Coin flip analogy: I will be right 50% of the time (the odds) and what do I get paid if I pick the right outcome? Let's assume I just get my bet back (stake + bet) then over time I will only break even because 0.5 * (2 wager) = wager. Won't make money in the long term. So if I want to make money over the long term from a coin flip I have to find someone will to pay greater than 2x my wager. Only a fool would offer a pay greater than 2x my wager as they will lose money.
Same principles should be applied to trading. If I have low "odds" of picking a winner (stock going up if I'm long) then I have to look for trades with a bigger payback if I'm to be profitable. Profit Factor is effectively the payback in my coin flip example
nice idea!without disclosing too much (actually disclosing MUCH), one way is to be long on bears..
What i mean here is some ETFs are bear and so a long only system including them allows for short play,
you can also see Gold miners positions as "short" etc;
So my hope is that in a crash, my long only systems will go long into the "artificial" shorts and allow gain in crash
Works in BT..but backtests...
Why is it different?Please please please. Statistically relevant data is different in stock market from your random generator in std stats.
Yep. Sold on the profit taker. My system CAR increased by 10% once I implemented it. I will say though it was discovered by complete accident (so was penicillin). The intention of the code wasn't to be a profit taker, ill put that down to good luckI'm a trend trader
I trade mainly one type of strategy that has been proven to be profitable over the long run. I'm only interested in making the most money with the least amount of time & for these reasons I'm drawn to Mechanical System Trading.
Hindsight
We are chart "experts in hindsight" but system trading picks the moves in real-time. Also using a "Take Profit Stop" these days is certainly a sign of the times by adopting this feature in your strategy allows you to advantage of the shift in trading since COVID.
A recent trade
This is one of my recent trades that indicates the use of a take-profit stop.

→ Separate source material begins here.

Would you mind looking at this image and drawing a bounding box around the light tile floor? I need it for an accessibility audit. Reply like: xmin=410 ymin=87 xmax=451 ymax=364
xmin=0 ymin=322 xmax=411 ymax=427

With a "Take Profit Stop" activated
The security is (VUL)
View attachment 132672
With no "Take Profit Stop"
You can argue that holding (VUL) a little longer (an additional 5 weeks) was fractionally advantageous but after the "Take Profit" exit & with the profits locked in we can "immediately" look for the next ride.
This is the point I want to get across (in Hindsight) the move eventually went higher but when we "Took Profits" we had "NO IDEA" how the next series of bars would have played out. (better safe than sorry)
View attachment 132673
Skate.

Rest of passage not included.